Naloxone and Opioid Overdose | RxWiki Leave a comment


(RxWiki News) The US Food and Drug Administration (FDA) has issued a drug safety communication for opioids and medications used to treat opioid use disorder.

This safety alert calls for the prescribing of naloxone, an emergency treatment for an opioid overdose, to help reduce opioid overdoses and deaths.

Opioids (strong pain killers) not only are prescribed to manage pain but can also be prescribed to treat opioid use disorder (OUD).

The problem? Opioids come with serious risks, including misuse and abuse, addiction, overdose and even death.

Naloxone can be given by individuals with or without medical training to help reduce opioid overdoses and deaths.

When given soon enough, naloxone blocks the effects of opioids and can reverse breathing problems tied to opioid overdoses. As a result, naloxone can help prevent death.

The safety alert recommended that health care providers:

  • Discuss the availability of naloxone with those who are prescribed opioid pain relievers and with those who are prescribed medicines to treat OUD (when beginning and renewing treatment).
  • Consider prescribing naloxone to both of these groups — especially for those who face increased risk of an opioid overdose.

    • For those taking methadone and buprenorphine products, health care providers should consider prescribing naloxone for the households where there may be an accidental ingestion or opioid overdose (households with children, for example).

  • Consider prescribing naloxone for those with a current or past diagnosis of OUD or those who have experienced a previous opioid overdose.

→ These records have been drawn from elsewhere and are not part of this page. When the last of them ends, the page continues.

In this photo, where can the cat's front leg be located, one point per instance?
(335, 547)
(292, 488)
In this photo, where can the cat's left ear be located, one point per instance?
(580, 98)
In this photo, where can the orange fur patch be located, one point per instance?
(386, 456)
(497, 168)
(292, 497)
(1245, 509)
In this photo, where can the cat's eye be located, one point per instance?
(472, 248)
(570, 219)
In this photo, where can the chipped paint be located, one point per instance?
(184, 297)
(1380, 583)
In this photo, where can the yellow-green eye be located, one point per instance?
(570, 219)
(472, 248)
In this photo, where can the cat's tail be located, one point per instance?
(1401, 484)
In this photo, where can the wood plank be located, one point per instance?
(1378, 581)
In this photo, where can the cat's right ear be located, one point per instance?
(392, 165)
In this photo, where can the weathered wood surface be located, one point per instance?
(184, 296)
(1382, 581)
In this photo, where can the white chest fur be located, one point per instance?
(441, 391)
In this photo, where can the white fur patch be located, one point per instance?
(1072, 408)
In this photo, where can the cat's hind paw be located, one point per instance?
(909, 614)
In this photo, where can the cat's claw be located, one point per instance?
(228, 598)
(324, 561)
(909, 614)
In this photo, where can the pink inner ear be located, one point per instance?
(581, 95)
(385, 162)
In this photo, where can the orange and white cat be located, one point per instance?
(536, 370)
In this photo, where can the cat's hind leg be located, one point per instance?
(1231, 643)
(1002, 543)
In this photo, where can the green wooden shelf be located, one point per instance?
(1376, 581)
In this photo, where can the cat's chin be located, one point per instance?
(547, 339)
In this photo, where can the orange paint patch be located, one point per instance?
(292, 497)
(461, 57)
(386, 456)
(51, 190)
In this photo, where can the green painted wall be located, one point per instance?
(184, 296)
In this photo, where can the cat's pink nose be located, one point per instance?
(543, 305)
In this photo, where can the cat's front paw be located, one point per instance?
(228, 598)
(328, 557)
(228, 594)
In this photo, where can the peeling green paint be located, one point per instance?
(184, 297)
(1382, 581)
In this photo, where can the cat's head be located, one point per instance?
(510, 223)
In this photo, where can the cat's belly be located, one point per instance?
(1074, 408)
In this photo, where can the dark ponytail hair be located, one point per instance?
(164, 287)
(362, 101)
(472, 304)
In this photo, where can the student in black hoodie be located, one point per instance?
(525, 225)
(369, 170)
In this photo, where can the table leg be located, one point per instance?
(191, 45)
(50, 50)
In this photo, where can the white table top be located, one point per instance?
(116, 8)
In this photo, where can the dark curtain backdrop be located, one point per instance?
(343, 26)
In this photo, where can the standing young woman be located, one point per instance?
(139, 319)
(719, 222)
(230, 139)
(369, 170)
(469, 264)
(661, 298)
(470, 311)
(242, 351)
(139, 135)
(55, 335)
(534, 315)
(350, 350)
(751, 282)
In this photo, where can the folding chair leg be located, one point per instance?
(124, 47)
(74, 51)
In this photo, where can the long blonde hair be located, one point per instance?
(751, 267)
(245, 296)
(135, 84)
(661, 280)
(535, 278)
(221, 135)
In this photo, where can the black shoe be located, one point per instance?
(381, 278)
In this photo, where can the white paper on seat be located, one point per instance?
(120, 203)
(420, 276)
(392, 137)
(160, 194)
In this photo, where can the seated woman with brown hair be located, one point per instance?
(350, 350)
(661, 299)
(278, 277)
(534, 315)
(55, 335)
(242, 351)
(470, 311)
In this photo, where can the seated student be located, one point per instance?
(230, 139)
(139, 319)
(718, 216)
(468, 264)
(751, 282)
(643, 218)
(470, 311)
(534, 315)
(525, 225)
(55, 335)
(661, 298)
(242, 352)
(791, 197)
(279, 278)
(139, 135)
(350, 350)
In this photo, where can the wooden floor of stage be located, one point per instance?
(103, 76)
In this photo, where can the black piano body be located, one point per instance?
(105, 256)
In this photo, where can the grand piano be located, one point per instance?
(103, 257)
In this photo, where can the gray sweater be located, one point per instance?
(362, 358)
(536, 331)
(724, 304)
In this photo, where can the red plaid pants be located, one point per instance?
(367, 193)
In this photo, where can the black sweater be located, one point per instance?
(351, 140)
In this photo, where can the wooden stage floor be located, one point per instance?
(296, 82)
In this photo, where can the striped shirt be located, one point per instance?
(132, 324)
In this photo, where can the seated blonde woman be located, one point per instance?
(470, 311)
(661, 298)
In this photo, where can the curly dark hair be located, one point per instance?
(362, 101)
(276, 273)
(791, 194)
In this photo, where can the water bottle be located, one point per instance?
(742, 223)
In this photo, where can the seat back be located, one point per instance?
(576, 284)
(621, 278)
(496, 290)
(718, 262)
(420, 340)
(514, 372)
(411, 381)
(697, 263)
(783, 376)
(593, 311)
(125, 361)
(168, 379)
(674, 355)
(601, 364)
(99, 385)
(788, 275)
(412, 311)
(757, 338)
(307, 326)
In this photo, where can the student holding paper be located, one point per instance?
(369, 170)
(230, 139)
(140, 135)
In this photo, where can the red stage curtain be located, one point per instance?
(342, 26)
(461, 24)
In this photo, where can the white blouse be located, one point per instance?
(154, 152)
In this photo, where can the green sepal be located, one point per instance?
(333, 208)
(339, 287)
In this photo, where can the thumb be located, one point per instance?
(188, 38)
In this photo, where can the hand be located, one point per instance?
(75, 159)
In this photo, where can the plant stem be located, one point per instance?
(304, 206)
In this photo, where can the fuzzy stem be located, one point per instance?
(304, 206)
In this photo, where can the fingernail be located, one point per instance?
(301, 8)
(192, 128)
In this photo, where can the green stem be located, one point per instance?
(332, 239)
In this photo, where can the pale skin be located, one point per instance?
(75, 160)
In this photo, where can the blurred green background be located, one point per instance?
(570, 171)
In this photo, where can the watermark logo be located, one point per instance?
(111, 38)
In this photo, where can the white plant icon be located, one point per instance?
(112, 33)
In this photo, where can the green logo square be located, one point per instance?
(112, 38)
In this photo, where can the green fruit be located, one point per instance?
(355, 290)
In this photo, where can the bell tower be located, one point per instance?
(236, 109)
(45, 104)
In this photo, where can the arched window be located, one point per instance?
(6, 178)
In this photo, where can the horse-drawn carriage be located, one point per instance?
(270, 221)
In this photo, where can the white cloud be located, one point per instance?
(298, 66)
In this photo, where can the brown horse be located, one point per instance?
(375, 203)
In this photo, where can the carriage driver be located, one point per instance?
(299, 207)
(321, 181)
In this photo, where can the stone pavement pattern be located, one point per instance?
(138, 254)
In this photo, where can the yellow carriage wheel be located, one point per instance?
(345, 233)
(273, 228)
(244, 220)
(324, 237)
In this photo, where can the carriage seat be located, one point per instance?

To help health care providers ensure they discuss the availability of naloxone and assess the need for naloxone, the FDA is requiring the makers of opioid pain relievers and medicines to treat OUD to include this naloxone recommendation with their prescribing information.

The FDA recommended that patients do the following:

  • If you are taking an opioid or a medicine to treat OUD, speak with your health care provider about the benefits of naloxone and how you can get access to naloxone. If you face an increased risk of an opioid overdose, have a current or past diagnosis of OUD or have experienced a previous opioid overdose, ask your health care provider about naloxone.
  • Ask your health care provider to explain how to administer naloxone correctly.
  • Know the the signs and symptoms of a possible opioid overdose. These may include slow, shallow or difficult breathing, severe sleepiness and unresponsiveness.

If you have access to naloxone and you know or believe someone is overdosing, administer naloxone and call 911 or go to an emergency room right away. It is important to note that multiple doses of naloxone may be needed and naloxone is a temporary treatment, so getting emergency medical help is critical even if naloxone was already administered.

If you have been prescribed naloxone, the FDA recommended that you explain to your household members where naloxone is kept and how to administer it in the event of an overdose.

Speak with your health care provider if you have any questions.